“Yes,” said grandma, “what fine speeches he used to make before the looking-glass, and how often he said he would never undertake a case that was not just, and then he would be sure to win.”

True, grandma’s words carried me far back into my boyhood. I could see now that I had been ambitious. Poor and friendless, I had read of others who had attained worldly preferment and riches, and I resolved to do the same. To be a successful lawyer seemed to me to be the height of intellectual attainment. This I would be, and for this did I first study. I was ambitious for myself, and I was equally ambitious for Jennie.

Once my great desire was to rise in the world; but now my aim was higher. As a lawyer, I did not intend that my knowledge and influence should become a screen for guilt. I would never be an oppressor of the poor and miserable. I had not the remotest wish to make vice appear virtue, nor to clothe transgressors in the garb of honorable men; neither did I expect to bury my conscience. I looked for a noble manhood.

Now it seemed to me my life could not be spent aright if I did not make the service of God my chief and direct aim, and that no other service would suit me so well as, in utter self-renunciation, to give myself entirely to the work of saving poor ruined sinners, spending my time, talents, health, all, in telling in the nooks and corners of the land, wherever I could find a listener, of the depth and fulness of His love for man. Compared with this, the fields of worldly ambition seemed a vast waste, without flowers or fruit.

“I am glad that you feel like this, Marston;” and grandma tottered across the room and laid her withered hand upon my head. “I have prayed earnestly for this. Young, earnest, persevering, you have the power of doing much good. I am thankful, Oh how thankful, that you see it in this light.”

The tears streamed over the cheeks of this aged saint. Jennie was weeping too, and I could not speak. I felt my own unworthiness and insufficiency, and only prayed that God would give me that ready tact and skill to say and do those things that would be pleasing in his sight, and enable me to win souls for his kingdom.

Still, I had only passed through my collegiate course; there were years of preparation before I could become fitted for the high and noble office of a preacher of his word. In the darkest lot there is some sunshine. With health, strength, some culture of mind, and the presence of my Saviour, the passing clouds only made the sunshine brighter.

Before the vacation closed I met Mr. Wyman. With his old frankness, he invited us all to spend the day with him, and more than this, sent his carriage to take us there.
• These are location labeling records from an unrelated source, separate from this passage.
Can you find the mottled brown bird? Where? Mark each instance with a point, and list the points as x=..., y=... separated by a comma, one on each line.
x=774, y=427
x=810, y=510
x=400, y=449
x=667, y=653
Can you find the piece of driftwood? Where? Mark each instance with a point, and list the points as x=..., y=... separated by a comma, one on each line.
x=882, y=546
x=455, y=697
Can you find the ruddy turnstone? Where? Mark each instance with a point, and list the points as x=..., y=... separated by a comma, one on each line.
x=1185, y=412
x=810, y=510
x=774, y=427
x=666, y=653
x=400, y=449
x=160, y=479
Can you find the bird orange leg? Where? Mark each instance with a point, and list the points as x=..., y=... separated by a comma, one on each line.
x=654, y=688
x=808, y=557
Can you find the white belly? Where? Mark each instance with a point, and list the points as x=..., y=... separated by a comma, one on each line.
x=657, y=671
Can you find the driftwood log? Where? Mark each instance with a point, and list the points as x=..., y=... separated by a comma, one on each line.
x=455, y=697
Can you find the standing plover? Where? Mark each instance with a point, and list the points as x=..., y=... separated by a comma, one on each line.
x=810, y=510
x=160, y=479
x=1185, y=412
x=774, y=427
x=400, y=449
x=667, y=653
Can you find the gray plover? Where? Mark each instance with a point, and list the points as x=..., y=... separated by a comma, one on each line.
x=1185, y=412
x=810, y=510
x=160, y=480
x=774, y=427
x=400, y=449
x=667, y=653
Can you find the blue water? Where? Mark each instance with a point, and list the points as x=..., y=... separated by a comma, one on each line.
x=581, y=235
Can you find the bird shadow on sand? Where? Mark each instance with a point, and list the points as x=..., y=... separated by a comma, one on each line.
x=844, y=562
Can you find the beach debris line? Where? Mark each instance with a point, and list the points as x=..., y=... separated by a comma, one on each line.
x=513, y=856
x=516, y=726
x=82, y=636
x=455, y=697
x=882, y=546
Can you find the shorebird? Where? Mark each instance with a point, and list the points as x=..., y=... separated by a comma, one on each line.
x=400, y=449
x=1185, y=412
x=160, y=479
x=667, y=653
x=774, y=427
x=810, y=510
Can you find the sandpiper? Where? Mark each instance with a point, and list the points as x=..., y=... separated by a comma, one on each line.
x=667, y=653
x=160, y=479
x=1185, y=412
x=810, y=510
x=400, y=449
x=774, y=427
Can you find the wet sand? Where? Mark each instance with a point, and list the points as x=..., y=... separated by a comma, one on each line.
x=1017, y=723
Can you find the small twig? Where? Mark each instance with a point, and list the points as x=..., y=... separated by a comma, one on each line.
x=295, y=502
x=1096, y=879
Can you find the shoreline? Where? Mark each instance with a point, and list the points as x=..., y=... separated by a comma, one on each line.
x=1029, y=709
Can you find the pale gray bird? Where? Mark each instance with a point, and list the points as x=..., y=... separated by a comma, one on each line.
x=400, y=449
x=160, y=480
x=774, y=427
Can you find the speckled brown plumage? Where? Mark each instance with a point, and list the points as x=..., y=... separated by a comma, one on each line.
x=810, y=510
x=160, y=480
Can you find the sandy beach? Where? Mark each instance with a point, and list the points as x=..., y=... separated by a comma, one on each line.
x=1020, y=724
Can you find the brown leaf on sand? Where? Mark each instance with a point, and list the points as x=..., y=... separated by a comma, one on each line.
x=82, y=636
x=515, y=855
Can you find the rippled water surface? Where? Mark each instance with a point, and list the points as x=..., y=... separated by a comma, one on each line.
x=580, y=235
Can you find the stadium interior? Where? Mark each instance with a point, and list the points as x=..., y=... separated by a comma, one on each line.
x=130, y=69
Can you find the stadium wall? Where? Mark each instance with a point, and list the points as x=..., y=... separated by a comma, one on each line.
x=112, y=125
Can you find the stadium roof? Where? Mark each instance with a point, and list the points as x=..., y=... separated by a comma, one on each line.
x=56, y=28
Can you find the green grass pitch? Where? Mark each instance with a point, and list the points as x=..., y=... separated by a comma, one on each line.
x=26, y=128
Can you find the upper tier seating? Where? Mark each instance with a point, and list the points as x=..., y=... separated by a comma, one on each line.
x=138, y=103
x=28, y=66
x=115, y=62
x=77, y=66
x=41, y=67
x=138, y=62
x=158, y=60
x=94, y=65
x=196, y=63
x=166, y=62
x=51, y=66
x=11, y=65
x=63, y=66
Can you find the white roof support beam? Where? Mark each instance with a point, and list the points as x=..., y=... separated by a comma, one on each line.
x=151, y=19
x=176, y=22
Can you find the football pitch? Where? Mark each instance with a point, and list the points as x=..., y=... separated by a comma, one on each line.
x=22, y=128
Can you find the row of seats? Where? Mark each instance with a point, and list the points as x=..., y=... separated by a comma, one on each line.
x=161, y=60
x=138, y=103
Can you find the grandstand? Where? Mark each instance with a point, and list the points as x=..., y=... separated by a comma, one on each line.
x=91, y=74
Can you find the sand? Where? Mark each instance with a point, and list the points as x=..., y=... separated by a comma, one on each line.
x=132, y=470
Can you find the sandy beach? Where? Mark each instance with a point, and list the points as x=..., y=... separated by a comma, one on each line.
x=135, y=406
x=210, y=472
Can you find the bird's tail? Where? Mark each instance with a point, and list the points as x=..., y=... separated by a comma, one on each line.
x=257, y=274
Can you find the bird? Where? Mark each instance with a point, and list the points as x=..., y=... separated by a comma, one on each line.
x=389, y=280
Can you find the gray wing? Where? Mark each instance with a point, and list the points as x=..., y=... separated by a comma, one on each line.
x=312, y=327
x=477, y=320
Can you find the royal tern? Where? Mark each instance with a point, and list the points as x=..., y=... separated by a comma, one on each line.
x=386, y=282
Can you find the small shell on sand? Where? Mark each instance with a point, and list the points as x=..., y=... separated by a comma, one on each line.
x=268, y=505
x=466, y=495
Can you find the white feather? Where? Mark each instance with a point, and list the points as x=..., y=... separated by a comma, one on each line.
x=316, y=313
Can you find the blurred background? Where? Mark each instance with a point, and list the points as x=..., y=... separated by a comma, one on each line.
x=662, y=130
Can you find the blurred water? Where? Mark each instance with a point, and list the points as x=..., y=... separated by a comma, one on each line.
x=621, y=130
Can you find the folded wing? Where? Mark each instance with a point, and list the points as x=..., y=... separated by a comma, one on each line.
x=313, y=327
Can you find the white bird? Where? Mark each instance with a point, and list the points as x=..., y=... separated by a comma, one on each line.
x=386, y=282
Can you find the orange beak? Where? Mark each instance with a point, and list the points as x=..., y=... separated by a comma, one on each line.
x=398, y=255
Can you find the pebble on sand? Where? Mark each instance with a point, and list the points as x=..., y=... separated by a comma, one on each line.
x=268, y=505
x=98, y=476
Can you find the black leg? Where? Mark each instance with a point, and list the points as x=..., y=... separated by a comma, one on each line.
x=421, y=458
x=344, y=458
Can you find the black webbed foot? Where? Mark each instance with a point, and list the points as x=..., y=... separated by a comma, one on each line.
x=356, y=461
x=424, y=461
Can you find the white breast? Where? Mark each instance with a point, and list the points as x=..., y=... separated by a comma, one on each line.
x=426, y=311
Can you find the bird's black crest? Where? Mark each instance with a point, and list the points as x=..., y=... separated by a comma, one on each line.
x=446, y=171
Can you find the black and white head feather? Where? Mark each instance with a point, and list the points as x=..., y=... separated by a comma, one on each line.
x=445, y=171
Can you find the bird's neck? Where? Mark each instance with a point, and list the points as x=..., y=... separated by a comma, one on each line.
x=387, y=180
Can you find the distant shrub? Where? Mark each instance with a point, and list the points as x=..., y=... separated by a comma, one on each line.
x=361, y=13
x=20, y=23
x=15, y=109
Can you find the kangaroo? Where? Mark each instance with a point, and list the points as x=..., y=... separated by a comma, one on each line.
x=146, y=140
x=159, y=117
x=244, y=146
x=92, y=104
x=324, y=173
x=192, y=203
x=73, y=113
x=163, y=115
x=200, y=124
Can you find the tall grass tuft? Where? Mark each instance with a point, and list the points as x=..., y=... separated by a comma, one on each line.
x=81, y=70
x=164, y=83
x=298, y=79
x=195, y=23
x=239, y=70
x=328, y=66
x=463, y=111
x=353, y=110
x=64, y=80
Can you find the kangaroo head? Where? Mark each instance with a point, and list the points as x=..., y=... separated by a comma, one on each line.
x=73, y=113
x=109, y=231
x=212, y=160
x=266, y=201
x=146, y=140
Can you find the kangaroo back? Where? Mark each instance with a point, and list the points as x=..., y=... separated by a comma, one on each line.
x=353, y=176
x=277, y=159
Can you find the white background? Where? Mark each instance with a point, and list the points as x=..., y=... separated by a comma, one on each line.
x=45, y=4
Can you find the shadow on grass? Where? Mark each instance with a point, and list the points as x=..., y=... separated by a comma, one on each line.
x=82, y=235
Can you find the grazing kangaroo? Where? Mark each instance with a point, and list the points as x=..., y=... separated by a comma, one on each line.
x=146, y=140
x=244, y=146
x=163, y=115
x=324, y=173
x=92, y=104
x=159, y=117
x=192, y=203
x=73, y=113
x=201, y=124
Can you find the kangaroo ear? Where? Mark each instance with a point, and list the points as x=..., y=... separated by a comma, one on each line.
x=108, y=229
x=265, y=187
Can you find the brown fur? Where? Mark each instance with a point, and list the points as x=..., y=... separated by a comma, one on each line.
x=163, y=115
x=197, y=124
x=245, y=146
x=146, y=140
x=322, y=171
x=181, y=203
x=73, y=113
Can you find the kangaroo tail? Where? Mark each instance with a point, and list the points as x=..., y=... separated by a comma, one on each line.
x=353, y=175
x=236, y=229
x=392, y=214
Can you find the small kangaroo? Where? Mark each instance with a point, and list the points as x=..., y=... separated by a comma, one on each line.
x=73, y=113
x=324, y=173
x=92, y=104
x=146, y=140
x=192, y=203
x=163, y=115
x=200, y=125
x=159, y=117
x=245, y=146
Considering that I had done nothing wrong, I was delighted with again meeting him, as well as Mrs. Wyman and Alice, in their old home.

My greeting was cordial, while his had all the tenderness of a father.

“I am glad to see, Marston, that you can forgive me for sending you away as I did. I knew that I was wrong, that I ought not to do it, that I was breaking a positive command; but I had always seen it done. My father I believed to be a good man; and though he did not work on the Sabbath, still, if his harvest or his hay-field was in danger of being ruined by a shower, he gathered it in, let the day be what it might. Then I was angry that you should reprimand me before all the hands.”